I am scared to death my symptoms are going to progressively get worse. I really am not that thrilled about doing a bladder distention (my current urologist suggested) or instillations, etc., as those seem so painful and invasive. I am currently taking Prelief but I'm not sure it helps with the acidity because I get flares even if I really watch what I eat, but I think Prelief tends to help for some reason with swelling as my stream of urine seems to be somewhat normal and for the most part has helped with urgency.

Does any one know if this is a progressive disease? I've done some research on the internet and there is a product called Waterfall - D - Manose - made in the UK that is supposed to "cure" IC by ridding the bladder of bacteria attached to the bladder that doesn't show up in a routine urine culture -- the product is supposed to flush out the bacteria instead of trying to actually kill the bacteria. Anyone heard of this?

SharonA
04-13-2008, 10:57 AM
:welcome: to the ICN... :)

IC is not necessarily progressive. It can progress but that is in a small percentage of patients. This does not mean that you are one of them.

Also...As of right now, there is not a cure for IC. I hope and believe that there will be, one day very soon. I do know that when that day comes, Jill (the owner, founder and president of the IC Network) will come here and tell all of us that someone has found the cure. That will indeed be a glorious day.

(((Hugs)))

leelee88
04-13-2008, 11:44 AM
Hello and :welcome:to the ICN.. I am glad you found us!!

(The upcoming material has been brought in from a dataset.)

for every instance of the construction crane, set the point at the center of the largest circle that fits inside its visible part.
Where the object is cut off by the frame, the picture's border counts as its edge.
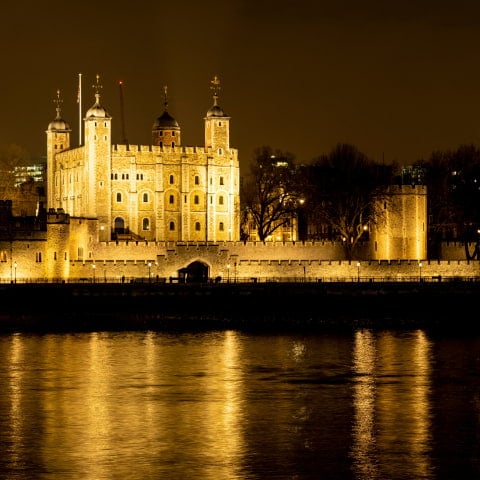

I am sorry you are going through this. Have you had a chance to look through the Patient Handbook. You will find all types of helpful info in there. Also I think the best defense against IC is being your own advocate. And reading and learning as much as you can. Here is the Link To The Patient Handbook!
http://www.ic-network.com/handbook/

suzziy
04-14-2008, 05:03 PM
Thanks for the hugs -- I needed them.

suzziy
04-14-2008, 05:05 PM
Thanks for the link to the handbook -- very useful. Have you tried CystaQ or Cystoprotek?